General information
- Other names: Malay: باتو كينتونمن (Jawi); Chinese: 峇都肯都门; Tamil: பத்து கெண்டொன்மன்; ;
- Location: Batu Kentonmen, Jalan Ipoh Kuala Lumpur Malaysia
- Coordinates: 3°11′53.1″N 101°40′52.2″E﻿ / ﻿3.198083°N 101.681167°E
- System: KC02 | Commuter rail station
- Owner: Railway Assets Corporation
- Operator: Keretapi Tanah Melayu
- Line: Batu Caves branch
- Platforms: 2 side platforms
- Tracks: 2

Construction
- Structure type: At-grade
- Parking: Available
- Accessible: Available

Other information
- Station code: KC02

History
- Opened: July 2010

Services
| Preceding station | Keretapi Tanah Melayu (Komuter) |  |  | Following station |
| Kampung Batu towards Batu Caves |  | Batu Caves–Pulau Sebang Line |  | Sentul towards Pulau Sebang/Tampin |

Location

= Batu Kentonmen Komuter station =

Railway station in Kuala Lumpur, Malaysia

Batu Kentonmen Komuter station is an at-grade Malaysian commuter railway train station located at the 4.5th miles of Jalan Ipoh, a major road and residential suburb of Kuala Lumpur. The station is named after the Batu Cantonment camp (Malay: Batu Kentomen), an army detention centre and army weapons depot located beside the station. The station is built as a feeder station for a number of residential neighbourhoods and is integrated with the adjacent military base, as sheltered walkways are built allowing military staff convenient use of the station. Slightly off-platform, a line from the main line branches of into the camp.
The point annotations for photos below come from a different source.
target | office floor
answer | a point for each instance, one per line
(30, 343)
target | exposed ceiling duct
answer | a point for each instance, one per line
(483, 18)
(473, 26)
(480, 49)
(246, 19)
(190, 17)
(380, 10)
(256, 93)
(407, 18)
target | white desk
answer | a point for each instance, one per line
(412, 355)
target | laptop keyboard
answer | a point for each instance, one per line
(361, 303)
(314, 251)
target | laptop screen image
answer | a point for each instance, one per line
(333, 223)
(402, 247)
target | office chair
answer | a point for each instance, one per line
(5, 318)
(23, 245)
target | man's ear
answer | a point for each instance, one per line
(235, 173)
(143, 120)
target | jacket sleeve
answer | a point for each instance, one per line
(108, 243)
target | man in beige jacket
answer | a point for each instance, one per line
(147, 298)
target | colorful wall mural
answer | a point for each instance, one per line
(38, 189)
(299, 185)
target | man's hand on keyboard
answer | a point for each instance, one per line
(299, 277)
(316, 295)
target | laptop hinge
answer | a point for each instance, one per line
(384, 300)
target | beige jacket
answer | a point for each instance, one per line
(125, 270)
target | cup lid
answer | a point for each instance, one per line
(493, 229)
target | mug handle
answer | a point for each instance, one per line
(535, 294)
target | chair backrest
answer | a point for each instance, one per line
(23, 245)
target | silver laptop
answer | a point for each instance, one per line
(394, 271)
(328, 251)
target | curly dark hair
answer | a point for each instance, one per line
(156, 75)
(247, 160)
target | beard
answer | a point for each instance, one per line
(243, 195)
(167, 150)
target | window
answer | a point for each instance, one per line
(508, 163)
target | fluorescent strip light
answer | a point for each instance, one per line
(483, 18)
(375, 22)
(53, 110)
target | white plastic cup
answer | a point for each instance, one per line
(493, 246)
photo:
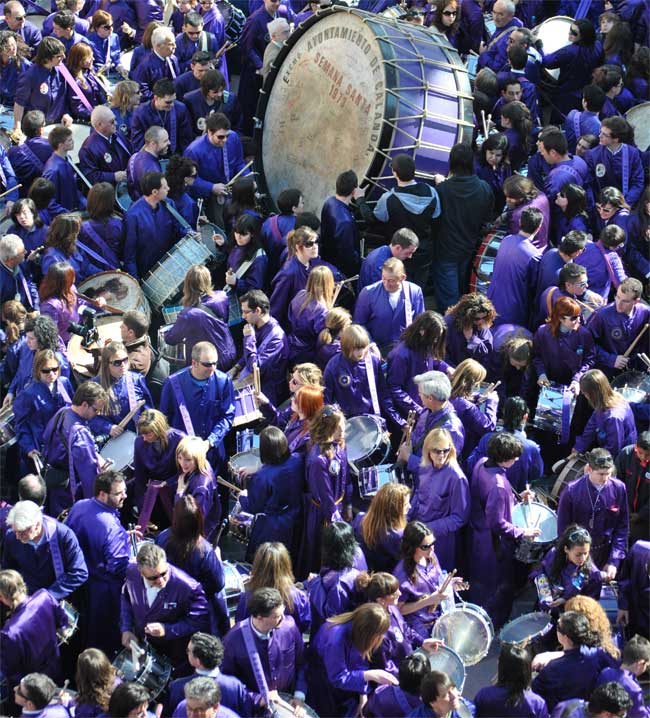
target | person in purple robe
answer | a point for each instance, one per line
(617, 325)
(188, 549)
(598, 501)
(569, 570)
(28, 639)
(335, 590)
(162, 604)
(574, 674)
(420, 579)
(105, 544)
(511, 696)
(389, 306)
(44, 551)
(379, 530)
(328, 495)
(273, 493)
(492, 535)
(612, 424)
(339, 668)
(441, 500)
(266, 651)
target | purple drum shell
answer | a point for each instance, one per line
(349, 90)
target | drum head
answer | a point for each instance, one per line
(526, 515)
(362, 436)
(446, 660)
(525, 628)
(466, 631)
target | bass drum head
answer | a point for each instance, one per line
(352, 65)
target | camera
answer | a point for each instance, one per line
(85, 328)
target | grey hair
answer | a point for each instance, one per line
(150, 555)
(10, 246)
(24, 515)
(203, 689)
(434, 384)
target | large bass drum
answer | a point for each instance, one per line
(376, 87)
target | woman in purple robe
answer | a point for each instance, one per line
(477, 411)
(196, 479)
(307, 313)
(379, 531)
(339, 668)
(511, 696)
(420, 577)
(272, 569)
(441, 500)
(569, 570)
(421, 348)
(328, 494)
(611, 426)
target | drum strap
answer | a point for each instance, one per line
(256, 661)
(372, 382)
(49, 525)
(180, 400)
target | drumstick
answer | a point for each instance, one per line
(629, 350)
(131, 414)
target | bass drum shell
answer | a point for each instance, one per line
(394, 87)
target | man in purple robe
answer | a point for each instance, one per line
(598, 502)
(387, 307)
(514, 271)
(617, 325)
(162, 604)
(44, 551)
(266, 651)
(104, 154)
(105, 544)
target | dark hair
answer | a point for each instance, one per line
(414, 533)
(208, 649)
(338, 547)
(274, 448)
(263, 600)
(514, 672)
(504, 447)
(126, 697)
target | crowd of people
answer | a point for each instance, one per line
(406, 401)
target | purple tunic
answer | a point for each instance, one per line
(604, 514)
(441, 501)
(427, 580)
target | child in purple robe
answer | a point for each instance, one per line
(420, 578)
(441, 500)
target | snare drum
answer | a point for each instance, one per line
(483, 267)
(174, 353)
(152, 670)
(164, 282)
(468, 630)
(554, 409)
(526, 629)
(534, 515)
(365, 442)
(447, 661)
(120, 290)
(246, 411)
(65, 634)
(243, 460)
(121, 450)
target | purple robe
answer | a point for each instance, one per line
(441, 501)
(180, 606)
(604, 514)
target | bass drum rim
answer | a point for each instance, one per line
(386, 142)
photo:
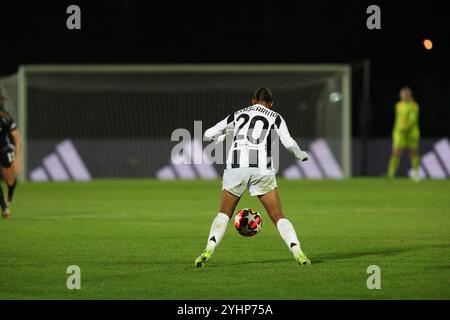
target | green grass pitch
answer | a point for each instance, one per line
(137, 239)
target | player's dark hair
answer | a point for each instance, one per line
(263, 94)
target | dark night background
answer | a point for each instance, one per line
(251, 32)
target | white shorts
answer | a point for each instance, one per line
(237, 180)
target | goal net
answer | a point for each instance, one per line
(83, 122)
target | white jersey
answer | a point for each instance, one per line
(250, 129)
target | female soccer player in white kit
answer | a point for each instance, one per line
(249, 165)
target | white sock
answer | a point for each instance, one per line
(217, 231)
(289, 236)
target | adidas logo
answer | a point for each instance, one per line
(63, 165)
(188, 171)
(321, 164)
(435, 164)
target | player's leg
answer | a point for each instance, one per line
(228, 204)
(4, 206)
(398, 142)
(395, 155)
(234, 184)
(11, 181)
(413, 147)
(272, 203)
(219, 225)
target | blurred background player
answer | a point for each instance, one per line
(9, 156)
(406, 133)
(250, 165)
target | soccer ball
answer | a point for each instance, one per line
(248, 222)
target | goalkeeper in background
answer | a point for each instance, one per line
(10, 145)
(406, 133)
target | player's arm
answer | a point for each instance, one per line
(217, 132)
(287, 141)
(18, 143)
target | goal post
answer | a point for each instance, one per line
(150, 100)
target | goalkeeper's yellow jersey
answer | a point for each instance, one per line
(406, 116)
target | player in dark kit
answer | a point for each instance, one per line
(10, 145)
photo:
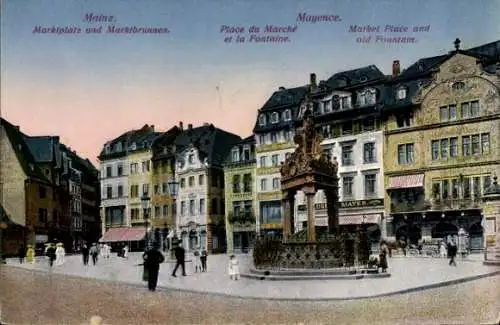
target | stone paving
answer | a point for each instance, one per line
(407, 275)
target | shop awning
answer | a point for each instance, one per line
(406, 181)
(359, 219)
(123, 234)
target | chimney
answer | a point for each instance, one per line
(312, 78)
(396, 69)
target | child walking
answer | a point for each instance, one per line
(234, 268)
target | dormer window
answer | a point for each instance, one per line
(401, 93)
(262, 119)
(235, 154)
(275, 118)
(287, 116)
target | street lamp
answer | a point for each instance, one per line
(145, 208)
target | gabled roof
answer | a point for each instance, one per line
(285, 97)
(211, 142)
(355, 77)
(24, 155)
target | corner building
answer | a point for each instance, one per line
(274, 132)
(442, 140)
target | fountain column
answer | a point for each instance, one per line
(311, 225)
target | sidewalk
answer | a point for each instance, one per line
(407, 275)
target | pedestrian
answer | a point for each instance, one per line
(50, 252)
(21, 253)
(180, 255)
(94, 252)
(60, 253)
(85, 254)
(197, 261)
(152, 260)
(233, 268)
(30, 255)
(452, 252)
(203, 259)
(382, 258)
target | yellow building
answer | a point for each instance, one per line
(441, 144)
(163, 166)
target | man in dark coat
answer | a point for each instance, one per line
(85, 254)
(152, 260)
(180, 254)
(51, 253)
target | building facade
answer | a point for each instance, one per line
(274, 132)
(441, 135)
(240, 196)
(200, 154)
(162, 202)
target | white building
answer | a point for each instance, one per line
(200, 154)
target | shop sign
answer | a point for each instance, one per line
(361, 203)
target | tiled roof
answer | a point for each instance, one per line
(23, 153)
(212, 143)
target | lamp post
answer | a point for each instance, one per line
(145, 208)
(173, 188)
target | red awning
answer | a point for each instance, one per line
(358, 219)
(406, 181)
(134, 234)
(113, 235)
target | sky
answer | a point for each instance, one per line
(89, 88)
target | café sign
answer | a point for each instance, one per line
(361, 203)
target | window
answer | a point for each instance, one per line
(347, 128)
(444, 149)
(370, 184)
(444, 114)
(262, 119)
(453, 147)
(404, 120)
(287, 116)
(347, 155)
(183, 208)
(191, 207)
(401, 93)
(485, 143)
(275, 160)
(405, 153)
(42, 192)
(263, 161)
(236, 184)
(145, 166)
(348, 186)
(202, 206)
(369, 153)
(466, 146)
(275, 118)
(435, 149)
(263, 184)
(476, 187)
(276, 183)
The station is designed to be disabled-friendly, with lifts to platforms and ramps to the ticketing office. Metal roofings fully cover the main platforms of the station.

== Connection to MRT Putrajaya Line ==
Batu Kentonmen Komuter station is within walking distance of, but not integrated with, the Kentonmen MRT station on the MRT Putrajaya Line.